Comparison of nutrients and benefits
Seed butter, especially almond butter and peanut butter, provides protein, healthy fats, vitamins and minerals. According to the nutritional comparison table for each 2 tablespoons, almond butter contains about 196 calories, 17.8g fat, 6.7g protein and 3.3g fiber, while peanut butter has 188 calories, 15.9g fat, 7g protein but only 1.8g fiber.
Both are rich in monounsaturated fats, which help lower LDL cholesterol, improve blood sugar control, and support heart health. Almond butter is slightly better in terms of this good fat content. To maximize benefits, choose products that are completely natural, without adding sugar, oil or unnecessary fats.
Almond butter is superior in fiber, calcium, potassium and vitamin E, while peanut butter is rich in niacin and protein, says Florida-based expert Donald Donald Nieves (LND). The right choice depends on individual needs".

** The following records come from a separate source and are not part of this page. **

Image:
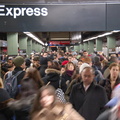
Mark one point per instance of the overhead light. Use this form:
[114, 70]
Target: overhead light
[102, 35]
[46, 44]
[33, 37]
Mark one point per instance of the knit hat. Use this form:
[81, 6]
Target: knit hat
[96, 59]
[83, 66]
[115, 97]
[18, 61]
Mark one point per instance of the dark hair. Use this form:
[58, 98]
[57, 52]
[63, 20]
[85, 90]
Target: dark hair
[36, 105]
[66, 67]
[55, 65]
[34, 74]
[114, 65]
[28, 87]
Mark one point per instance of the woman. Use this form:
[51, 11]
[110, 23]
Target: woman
[27, 91]
[5, 112]
[69, 72]
[112, 80]
[46, 107]
[53, 76]
[33, 73]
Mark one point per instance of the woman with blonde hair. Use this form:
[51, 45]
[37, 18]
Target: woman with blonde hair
[46, 107]
[112, 80]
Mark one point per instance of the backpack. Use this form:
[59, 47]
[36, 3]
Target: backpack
[10, 84]
[59, 93]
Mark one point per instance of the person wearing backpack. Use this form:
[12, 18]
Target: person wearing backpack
[13, 79]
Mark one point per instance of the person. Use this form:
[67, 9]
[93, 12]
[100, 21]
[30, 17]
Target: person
[5, 112]
[46, 107]
[22, 105]
[114, 112]
[87, 97]
[33, 73]
[112, 80]
[70, 71]
[18, 72]
[53, 76]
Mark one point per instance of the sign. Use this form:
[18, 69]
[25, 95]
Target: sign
[13, 11]
[52, 17]
[58, 43]
[59, 17]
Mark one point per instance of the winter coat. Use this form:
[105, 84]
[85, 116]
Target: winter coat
[88, 103]
[107, 85]
[5, 112]
[58, 112]
[53, 76]
[22, 107]
[20, 76]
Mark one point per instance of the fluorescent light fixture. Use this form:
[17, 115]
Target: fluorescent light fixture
[33, 37]
[102, 35]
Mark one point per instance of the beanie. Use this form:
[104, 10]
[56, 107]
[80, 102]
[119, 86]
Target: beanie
[18, 61]
[96, 59]
[83, 66]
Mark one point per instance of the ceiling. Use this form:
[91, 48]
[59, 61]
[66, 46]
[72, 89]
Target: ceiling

Allergies and practical uses
Food allergies are an important factor when choosing. Peanut allergy is one of the most common allergies, especially in children, and can cause serious reactions even when exposed in small amounts. Similarly, tree seed allergies such as almonds, cashews, and walnuts are not uncommon. Therefore, people with allergies need to consult a doctor and read the product label carefully to avoid the risk of cross-contamination during production.
In terms of uses, peanut butter is more popular and is widely used inep, smoothies, oatmeal, banh tet and snacks. Almond butter is also increasingly popular, especially in a low-carb, high-fiber diet.
Melissa Nieves emphasizes: Both avocados can be part of a balanced diet, as long as they are used at a reasonable rate. Although rich in nutrients, they are still high in calories."